The substrate of Methylmalonyl-CoA mutase, methylmalonyl-CoA, is primarily derived from propionyl-CoA, a substance formed from the catabolism and digestion of isoleucine, valine, threonine, methionine, thymine, uracil, cholesterol, or odd-chain fatty acids.
The product of the enzyme, succinyl-CoA, is a key molecule of the TCA cycle.
Pathology
A deficiency of this enzyme is responsible for an inherited disorder of metabolism, Methylmalonyl-CoA mutase deficiency, which is one of the causes of methylmalonic acidemia.
Function
MUT resides in the mitochondria where a number of substances, including the branched-chain amino acids Ile and Val, as well as Met, Thr, thymine and odd-chain FAs are metabolized via Methylmalonate semialdehyde (MMlSA) or Propionyl-CoA (Pr-CoA) to a common compound - Methyl-malonyl-CoA (MMl-CoA).

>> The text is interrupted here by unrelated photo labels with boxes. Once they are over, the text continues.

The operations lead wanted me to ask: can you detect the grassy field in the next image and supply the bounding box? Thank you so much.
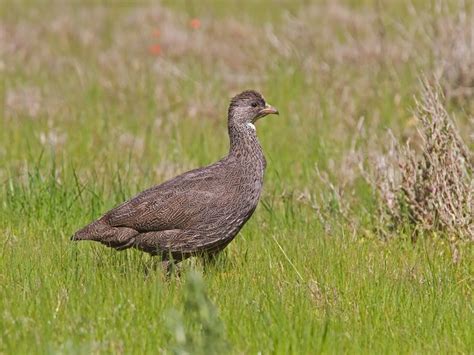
[0,0,474,354]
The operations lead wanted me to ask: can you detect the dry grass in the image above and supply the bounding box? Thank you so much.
[376,80,474,242]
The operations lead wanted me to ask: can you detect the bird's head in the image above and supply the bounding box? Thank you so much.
[229,90,278,129]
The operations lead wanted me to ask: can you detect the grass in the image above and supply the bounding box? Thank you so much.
[0,1,474,354]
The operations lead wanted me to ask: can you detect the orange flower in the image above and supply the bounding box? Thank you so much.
[148,44,161,55]
[189,18,201,30]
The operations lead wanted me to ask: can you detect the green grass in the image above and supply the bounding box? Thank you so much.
[0,1,474,354]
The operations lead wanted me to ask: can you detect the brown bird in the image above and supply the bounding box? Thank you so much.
[71,90,278,266]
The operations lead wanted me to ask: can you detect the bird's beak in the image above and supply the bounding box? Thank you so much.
[258,104,279,118]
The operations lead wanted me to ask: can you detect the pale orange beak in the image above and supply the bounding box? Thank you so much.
[258,104,279,118]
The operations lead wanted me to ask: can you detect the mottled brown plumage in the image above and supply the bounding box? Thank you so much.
[72,90,278,268]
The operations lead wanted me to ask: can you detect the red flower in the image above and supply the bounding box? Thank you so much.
[148,44,161,55]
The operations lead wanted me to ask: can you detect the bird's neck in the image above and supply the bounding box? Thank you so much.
[229,123,265,161]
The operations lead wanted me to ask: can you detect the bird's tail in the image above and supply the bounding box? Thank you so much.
[71,219,110,241]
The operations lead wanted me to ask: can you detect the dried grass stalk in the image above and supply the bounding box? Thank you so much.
[375,80,474,242]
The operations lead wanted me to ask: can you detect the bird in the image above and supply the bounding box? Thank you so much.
[71,90,279,268]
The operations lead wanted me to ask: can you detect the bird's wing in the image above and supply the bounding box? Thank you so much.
[104,167,230,232]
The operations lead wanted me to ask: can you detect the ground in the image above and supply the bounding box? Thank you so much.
[0,0,474,354]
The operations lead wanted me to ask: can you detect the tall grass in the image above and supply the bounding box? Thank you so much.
[0,1,474,354]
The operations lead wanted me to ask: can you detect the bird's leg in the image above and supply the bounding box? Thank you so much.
[201,252,221,269]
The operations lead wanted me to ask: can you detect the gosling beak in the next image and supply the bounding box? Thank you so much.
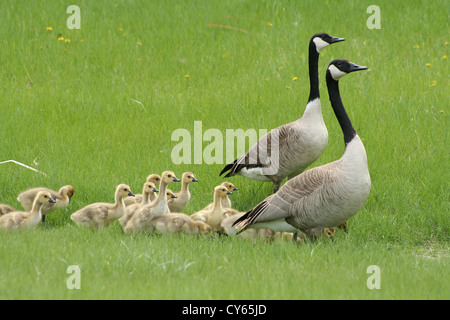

MUT reaction mechanism begins with homolytic cleavage of AdoB12's C-Co(III) bond, the C and Co atoms each acquire one of the electrons that formed the cleaved electron pair bond. The Co ion therefore fluctuates between its Co(III) and Co(II) oxidation states [the two states are spectroscopically distinguishable: Co(III) is red and diamagnetic (no unpaired electrons), whereas Co(II) is yellow and paramagnetic (unpaired electrons)]. Hence, the role of coenzyme B-12 in the catalytic process is that of a reversible free radical generator. The C-Co(III) bond is well suited to this function because it is inherently weak (dissociation energy = 109 kJ/mol) and appears to be further weakened through steric interactions with the enzyme. A homolytic cleavage reaction is unusual in biology; most other biological bond cleavage reactions occur via heterolytic cleavage (in which the electron pair forming the cleaved bond is fully acquired by one of the separating atoms). [2](p.)
[1](p.676, Figure. 23-20)
External links
Isomerase: mutases (EC 5.4) | |
|---|---|
| 5.4.2 Phosphomutases | Phosphoglycerate mutase - Bisphosphoglycerate mutase - Phosphoglucomutase |
| 5.4.99 Other groups | Methylmalonyl-CoA mutase - Lanosterol synthase |
Metabolism: Citric acid cycle enzymes | |
|---|---|
| Cycle | Citrate synthase - Aconitase - Isocitrate dehydrogenase - Oxoglutarate dehydrogenase - Succinyl CoA synthetase Succinate dehydrogenase (SDHA, SDHB, SDHC, SDHD) - Fumarase - Malate dehydrogenase |
| Anaplerotic | to acetyl-CoA: Pyruvate dehydrogenase complex (regulated by Pyruvate dehydrogenase kinase and Pyruvate dehydrogenase phosphatase)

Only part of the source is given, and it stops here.